How can I understand a theorem about the composition of two functions:
$g = \gamma: I \subset \mathbb{R} \rightarrow \mathbb{R}^m$
$f: \mathbb{R}^m \rightarrow \mathbb{R}$
if it looks like this:
$d(f \circ \gamma)(t_0) = df(\gamma(t_0))d\gamma(t_0)=\langle\nabla f(\gamma(t_0)), \gamma^{\prime}(t_0)\rangle$
Isn't $d(f \circ \gamma)(t_0)$ just another way to write $df(\gamma(t_0))$? How can I understand this notation?

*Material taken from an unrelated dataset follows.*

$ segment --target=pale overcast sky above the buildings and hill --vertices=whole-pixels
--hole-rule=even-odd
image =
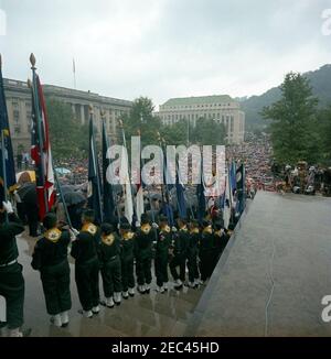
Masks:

No. For a function $f:\mathbb R^n \to \mathbb R^m$, the differential takes in two inputs $$df:\mathbb R^n \times \mathbb R^n \to \mathbb R^m$$ It's linear in the second, but not normally linear in the first.
$$d(f\circ \gamma)(t_0) $$ Is the differential of $f\circ \gamma$ evaluated at $t_0$. One argument remains unevaluated, the result is a linear map $\mathbb R\to\mathbb R^m$.

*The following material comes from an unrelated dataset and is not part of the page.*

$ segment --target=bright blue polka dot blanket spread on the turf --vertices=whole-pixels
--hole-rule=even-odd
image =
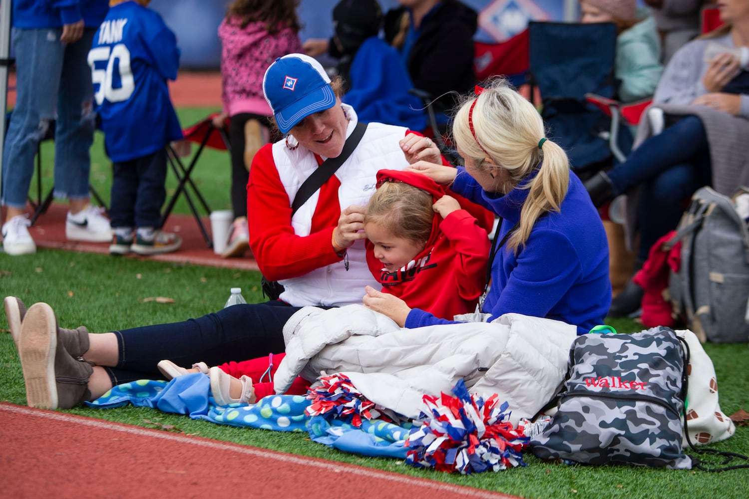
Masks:
[[[305,410],[311,402],[303,395],[272,395],[258,400],[255,405],[216,405],[208,376],[191,373],[170,382],[142,379],[117,385],[86,404],[92,408],[131,404],[229,426],[309,432],[312,441],[344,452],[406,458],[404,439],[410,429],[409,423],[398,426],[385,420],[364,419],[357,427],[351,415],[331,417],[333,414],[327,413],[309,416]]]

$$df(\gamma(t_0))$$ Is the differential of $f$ evaluated at $\gamma(t_0)$. Again this is a linear map. But it takes in a vector. This vector would be the result of $d\gamma(t_0)$ applied to a real number, but this is not yet given. The final result $d(f\circ \gamma)(t_0) d\gamma(t_0) $ is a linear map $\mathbb R \to \mathbb R^m$.
The final equality is by a basic version of Riesz Representation - the linear map is the same as matrix multiplication with a certain row vector, and that vector is written out for you there.
PS in dimension one, $df(x)(h)$ is the multiplication of real numbers $f'(x)h. $ Here it's clear that the two terms you are asking about is different, and the stated equality is a generalisation of chain rule from highschool.